On that occasion, the echocardiogram evidenced a left ventricular ejection fraction of 69%, left atrium of 48 mm, and moderate mitral insufficiency. The right ventricle had hyperechogenic images, suggesting filling due to fibrosis and important tricuspid insufficiency on Doppler. On radionuclide ventriculography, the left ventricular ejection fraction was normal (55%), and the right ventricular ejection fraction was moderately depressed (36%). The cardiopulmonary test showed maximum oxygen consumption (VO₂) of 9.4 mL/kg/min. A new cardiac catheterization showed the following: no obstructive lesions in the coronary circulation; severe tricuspid insufficiency; mild mitral insufficiency; loss of the right ventricular intracavitary geography and amputation of the right ventricular trabecular region; an image suggestive of a fibrotic band in the left ventricular apex; and pericardial effusion. Cardiac output was 3.8 L/min, systemic vascular resistance was 1368 dyna/seg/cm^-5, pulmonary vascular resistance was 224 dyna/seg/cm^-5, and the cardiac index was 2.4 L/min/m².
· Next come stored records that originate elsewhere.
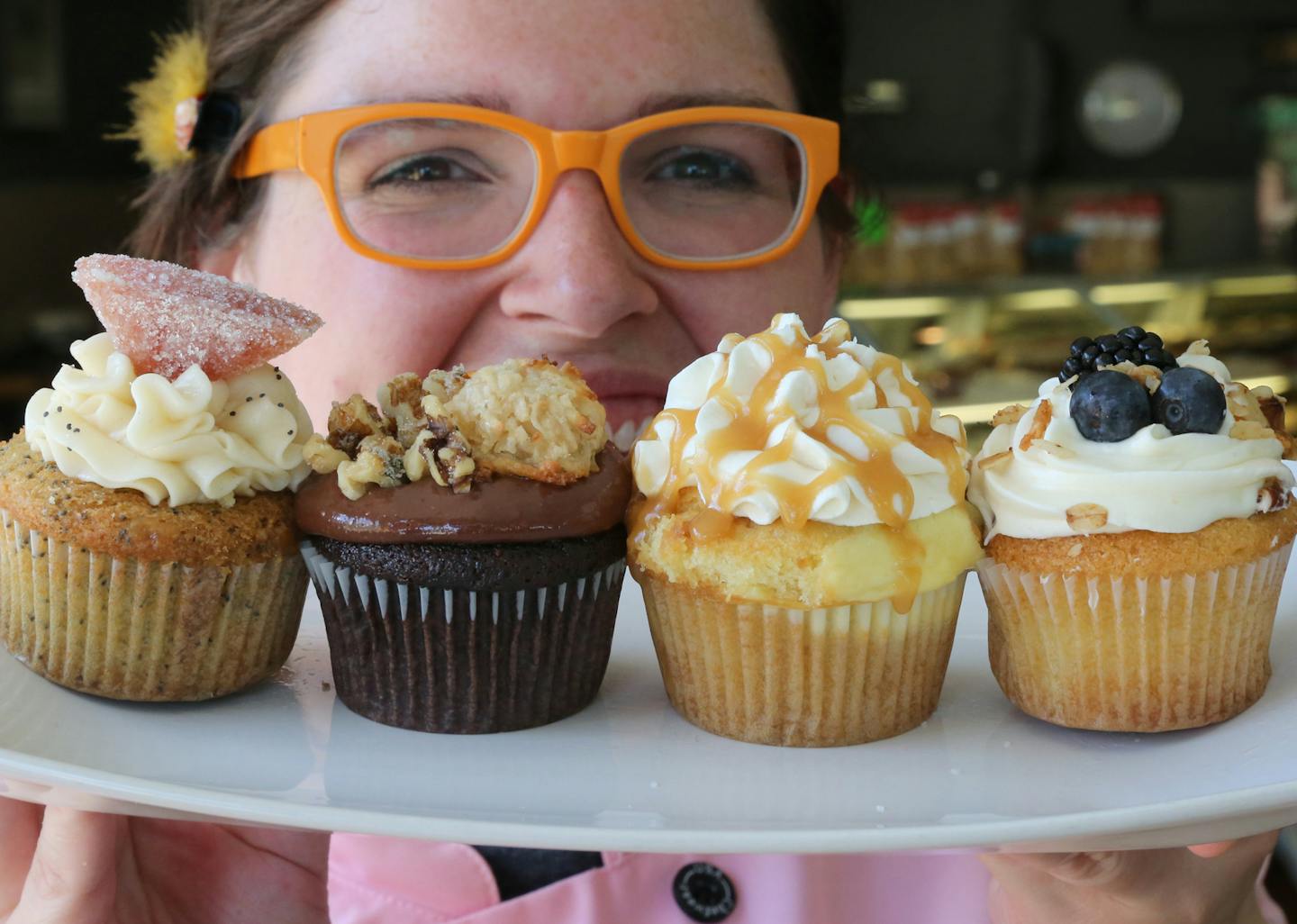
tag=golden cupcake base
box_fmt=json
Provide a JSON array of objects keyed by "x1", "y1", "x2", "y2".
[
  {"x1": 978, "y1": 541, "x2": 1292, "y2": 732},
  {"x1": 0, "y1": 510, "x2": 307, "y2": 701},
  {"x1": 634, "y1": 568, "x2": 964, "y2": 747}
]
The liver tests were normal and the abdominal ultrasonography evidenced signs of congestive hepatomegaly. Heart transplantation was indicated.

On May 15, 2000, the patient underwent bicaval orthotopic heart transplantation, whose postoperative complications were bleeding and pneumonia. She evolved satisfactorily, and received cyclophosphamide, azathioprine, and prednisone for rejection prophylaxis. The first endomyocardial biopsy (05/23) was zero degree, and the second biopsy (06/12) was 3A degree, and the patient was treated with prednisolone pulse for 3 consecutive days.
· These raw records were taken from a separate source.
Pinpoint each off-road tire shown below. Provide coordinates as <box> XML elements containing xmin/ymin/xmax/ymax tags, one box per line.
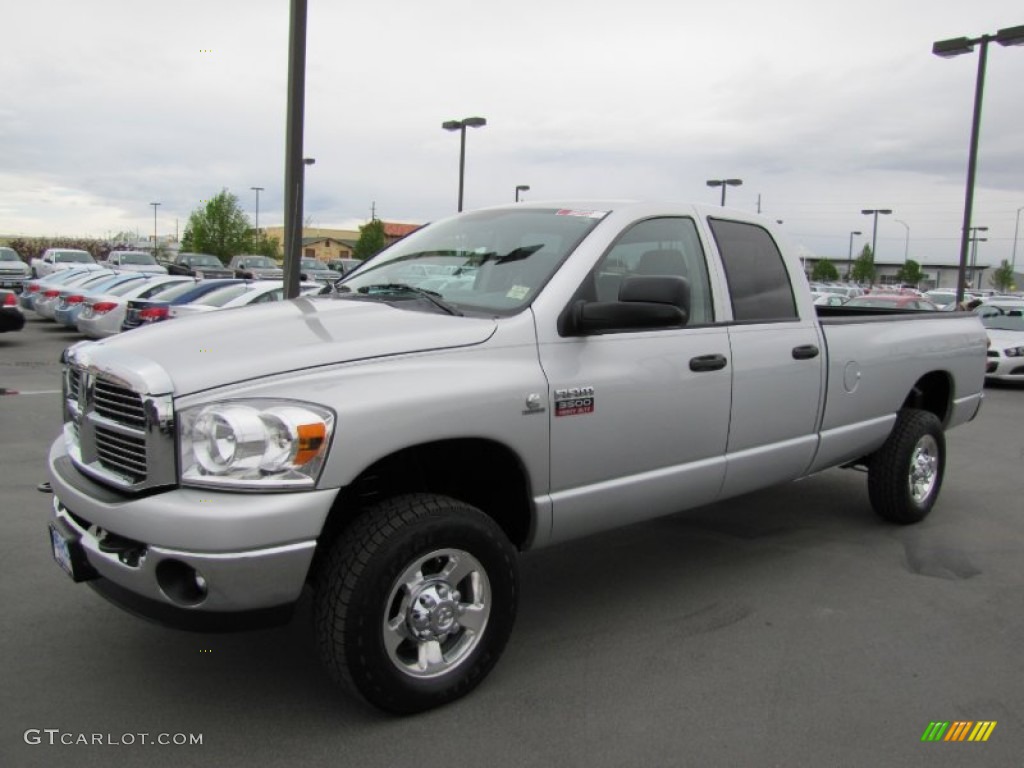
<box><xmin>313</xmin><ymin>494</ymin><xmax>519</xmax><ymax>714</ymax></box>
<box><xmin>867</xmin><ymin>409</ymin><xmax>946</xmax><ymax>525</ymax></box>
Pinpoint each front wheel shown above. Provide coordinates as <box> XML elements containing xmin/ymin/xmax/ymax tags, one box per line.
<box><xmin>867</xmin><ymin>409</ymin><xmax>946</xmax><ymax>525</ymax></box>
<box><xmin>313</xmin><ymin>494</ymin><xmax>518</xmax><ymax>714</ymax></box>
Currently, the patient's evolution is clinically satisfactory, with complete regression of the symptoms and ascites.

Discussion

Endomyocardial fibrosis is a rare disease in our country. Clinical treatment is indicated for less symptomatic patients, and the surgical treatment is indicated for more advanced stages (NYHA functional classes III and IV) ⁹. The results are somewhat encouraging, mainly in patients with advanced disease and greater impairment of the right ventricle, such as in our patient.
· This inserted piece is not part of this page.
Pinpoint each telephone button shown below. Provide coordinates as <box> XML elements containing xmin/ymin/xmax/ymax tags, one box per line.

The surgical results reported in the literature show an early mortality rate after surgery ranging from 4.6% to 18% ^11,12 and a late mortality rate of 18% ¹¹. The maintenance of clinical symptomatology after surgery for resecting endomyocardial fibrosis in our patient may be attributed to the progressive characteristics of the disease, with continuation of the fibrotic myocardial infiltration and appearance of postoperative tricuspid insufficiency.

The Brazilian experience with 798 patients referred for heart transplantations comprises 407 patients with idiopathic dilated cardiomyopathy, 196 with ischemic heart disease, 117 with Chagas' disease, 29 with heart valvular disease, 14 with congenital heart diseases, 12 with peripartum heart disease, 7 with hypertrophic heart disease, 5 with restrictive heart disease, 4 with alcoholic heart disease, 1 with heart disease due to drug abuse, and 6 retransplantations ¹³. No report on patients with endomyocardial fibrosis exists.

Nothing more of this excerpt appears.